Explosión cerca de la embajada de EE.UU. en Oslo: no se descarta móvil terrorista
La policía noruega investiga la explosión de un artefacto incendiario frente a la entrada consular de la embajada estadounidense en Oslo. No hubo heridos, pero se baraja la hipótesis terrorista, en un contexto de escalada del conflicto entre Estados Unidos e Israel con Irán.
Artefacto incendiario en una mochila frente a la entrada consular
Alrededor de la una de la madrugada, la policía noruega recibió un aviso de una fuerte explosión cerca de la embajada estadounidense en Oslo. El portavoz de la policía, Frode Larsen, confirmó en una rueda de prensa que la explosión fue causada por un artefacto incendiario colocado en una mochila, que detonó justo en la entrada de la sección consular. El edificio solo sufrió daños materiales menores y nadie resultó herido.

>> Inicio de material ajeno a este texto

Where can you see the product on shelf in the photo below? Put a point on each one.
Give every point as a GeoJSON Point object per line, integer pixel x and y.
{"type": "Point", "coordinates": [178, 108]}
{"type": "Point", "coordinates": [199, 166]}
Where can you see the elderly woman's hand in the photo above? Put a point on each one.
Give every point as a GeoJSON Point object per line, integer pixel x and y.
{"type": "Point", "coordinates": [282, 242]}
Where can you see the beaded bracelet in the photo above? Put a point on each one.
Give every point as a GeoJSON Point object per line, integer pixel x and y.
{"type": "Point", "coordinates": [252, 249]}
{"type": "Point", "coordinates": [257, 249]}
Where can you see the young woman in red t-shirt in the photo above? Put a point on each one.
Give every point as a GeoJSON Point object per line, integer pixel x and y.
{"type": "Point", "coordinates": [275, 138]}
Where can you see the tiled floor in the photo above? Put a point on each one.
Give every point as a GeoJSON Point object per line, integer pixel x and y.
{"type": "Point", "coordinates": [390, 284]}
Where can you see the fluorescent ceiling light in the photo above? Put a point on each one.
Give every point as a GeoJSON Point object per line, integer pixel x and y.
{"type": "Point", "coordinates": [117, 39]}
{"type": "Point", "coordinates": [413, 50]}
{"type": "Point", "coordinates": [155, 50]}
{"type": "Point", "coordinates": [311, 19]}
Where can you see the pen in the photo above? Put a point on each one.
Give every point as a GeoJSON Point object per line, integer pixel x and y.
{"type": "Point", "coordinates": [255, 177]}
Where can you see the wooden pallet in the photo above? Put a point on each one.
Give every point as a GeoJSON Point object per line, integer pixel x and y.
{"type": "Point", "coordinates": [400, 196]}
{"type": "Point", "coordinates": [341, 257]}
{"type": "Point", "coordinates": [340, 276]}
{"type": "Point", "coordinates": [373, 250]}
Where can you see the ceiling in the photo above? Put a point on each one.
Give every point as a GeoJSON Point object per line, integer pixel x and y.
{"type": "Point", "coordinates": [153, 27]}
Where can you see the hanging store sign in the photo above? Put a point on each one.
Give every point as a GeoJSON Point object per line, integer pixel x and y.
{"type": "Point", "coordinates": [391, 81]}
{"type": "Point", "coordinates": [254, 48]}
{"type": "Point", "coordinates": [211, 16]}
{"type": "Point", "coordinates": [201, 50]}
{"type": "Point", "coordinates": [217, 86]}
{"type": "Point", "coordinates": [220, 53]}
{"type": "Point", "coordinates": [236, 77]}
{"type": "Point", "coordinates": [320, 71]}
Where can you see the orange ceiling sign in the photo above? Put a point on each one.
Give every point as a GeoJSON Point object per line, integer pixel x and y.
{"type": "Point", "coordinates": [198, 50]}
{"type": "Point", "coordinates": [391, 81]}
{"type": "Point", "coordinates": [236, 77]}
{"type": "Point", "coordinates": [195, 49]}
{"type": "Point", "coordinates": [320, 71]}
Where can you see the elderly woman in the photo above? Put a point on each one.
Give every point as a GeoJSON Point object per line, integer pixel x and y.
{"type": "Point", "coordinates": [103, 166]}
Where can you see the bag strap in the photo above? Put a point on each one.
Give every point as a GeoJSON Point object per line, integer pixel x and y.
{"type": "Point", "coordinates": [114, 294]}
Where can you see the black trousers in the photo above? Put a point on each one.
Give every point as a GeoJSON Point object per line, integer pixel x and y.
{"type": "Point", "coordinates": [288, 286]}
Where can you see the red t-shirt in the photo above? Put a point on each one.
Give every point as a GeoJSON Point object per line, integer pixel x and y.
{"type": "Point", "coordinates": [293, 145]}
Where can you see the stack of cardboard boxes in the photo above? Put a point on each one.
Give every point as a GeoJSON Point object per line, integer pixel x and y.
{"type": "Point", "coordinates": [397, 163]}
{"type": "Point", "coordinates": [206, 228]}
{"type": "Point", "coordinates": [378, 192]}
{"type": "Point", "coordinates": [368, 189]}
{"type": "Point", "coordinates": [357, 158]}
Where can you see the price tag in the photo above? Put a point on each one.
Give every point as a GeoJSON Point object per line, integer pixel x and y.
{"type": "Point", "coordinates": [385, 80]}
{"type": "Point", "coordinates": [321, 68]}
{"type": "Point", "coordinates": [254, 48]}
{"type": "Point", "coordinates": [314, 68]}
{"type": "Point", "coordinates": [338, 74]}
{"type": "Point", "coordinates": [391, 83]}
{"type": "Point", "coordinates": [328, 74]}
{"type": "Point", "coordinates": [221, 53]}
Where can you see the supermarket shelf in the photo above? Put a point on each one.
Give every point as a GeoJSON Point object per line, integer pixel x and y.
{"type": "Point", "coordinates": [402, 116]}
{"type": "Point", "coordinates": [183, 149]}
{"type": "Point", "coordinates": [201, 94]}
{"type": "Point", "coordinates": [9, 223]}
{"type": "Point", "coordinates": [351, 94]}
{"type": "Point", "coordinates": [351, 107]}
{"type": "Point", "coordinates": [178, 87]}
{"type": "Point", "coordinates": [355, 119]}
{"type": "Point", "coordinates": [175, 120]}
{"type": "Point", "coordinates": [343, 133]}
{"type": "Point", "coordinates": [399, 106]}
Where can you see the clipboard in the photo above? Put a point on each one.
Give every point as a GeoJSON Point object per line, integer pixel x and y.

"Es natural considerar este incidente en el contexto de la situación de seguridad actual y valorar si se trató de un ataque dirigido contra la embajada estadounidense", declaró Larsen. La hipótesis terrorista es una de las principales líneas de investigación, aunque la policía subrayó que se trata de una fase inicial y no se descartan otros motivos. "Una de las hipótesis es el terrorismo, pero también estamos explorando otras posibilidades", añadió el portavoz.
Contexto: escalada del conflicto entre Estados Unidos e Irán
La explosión en Oslo se produjo aproximadamente una semana después de que Estados Unidos e Israel iniciaran ataques aéreos contra instalaciones nucleares e infraestructura militar iraníes el 28 de febrero de 2026. Irán respondió con contraataques con misiles y drones contra bases estadounidenses y representaciones diplomáticas en la región del Golfo Pérsico. Según informan CNN y Al Jazeera, las misiones estadounidenses en Kuwait, Arabia Saudí y los Emiratos Árabes Unidos fueron blanco de ataques.
El Departamento de Estado de EE. UU. declaró en este período la máxima alerta de seguridad para las misiones diplomáticas en todo el mundo. El ataque en Oslo, en la capital de un país democrático nórdico alejado del conflicto inmediato de Oriente Medio, sugiere que la amenaza podría extenderse a zonas geográficas más remotas. Como señaló la emisora NPR, este incidente es una muestra directa del impacto global de la escalada regional.
Noruega refuerza las medidas de seguridad
Inmediatamente después de la explosión, la policía noruega reforzó la presencia policial alrededor de la embajada estadounidense y en otros lugares sensibles de Oslo. También se introdujo una mayor protección para la diáspora iraní y la comunidad judía local, grupos potencialmente vulnerables en el contexto de la tensión geopolítica. La policía ha pedido a los testigos que se encontraban en las inmediaciones de la embajada durante la noche que se pongan en contacto con los investigadores.
¿Qué significa este incidente para la República Checa?
La explosión en Oslo tampoco ha pasado desapercibida en Praga. Česká televize y Echo24 informaron de que las fuerzas de seguridad checas están siguiendo la situación y evaluando los riesgos en el contexto del conflicto en curso. Hasta ahora, la República Checa no ha identificado ninguna amenaza concreta dirigida contra sus propias misiones diplomáticas, pero el gobierno ha adoptado medidas de seguridad preventivas y ha enviado aviones militares a la zona para evacuar a ciudadanos checos de Jordania y Egipto.
Según la información disponible, los ministros de Asuntos Exteriores de los países de la UE, incluido el checo, están en estrecho contacto con sus socios estadounidenses y coordinando una respuesta de seguridad conjunta en el marco de la alianza de la OTAN.
La investigación no ha hecho más que empezar
La policía noruega sigue buscando al autor o autores del atentado. Los resultados del análisis forense del artefacto incendiario podrían aportar pistas clave para identificar al autor y el motivo del ataque. El incidente de Oslo es una señal de advertencia: las consecuencias del conflicto en Oriente Medio no se limitan a su epicentro geográfico, y los retos de seguridad son cada vez más un asunto global que afecta también a ciudades europeas alejadas del frente.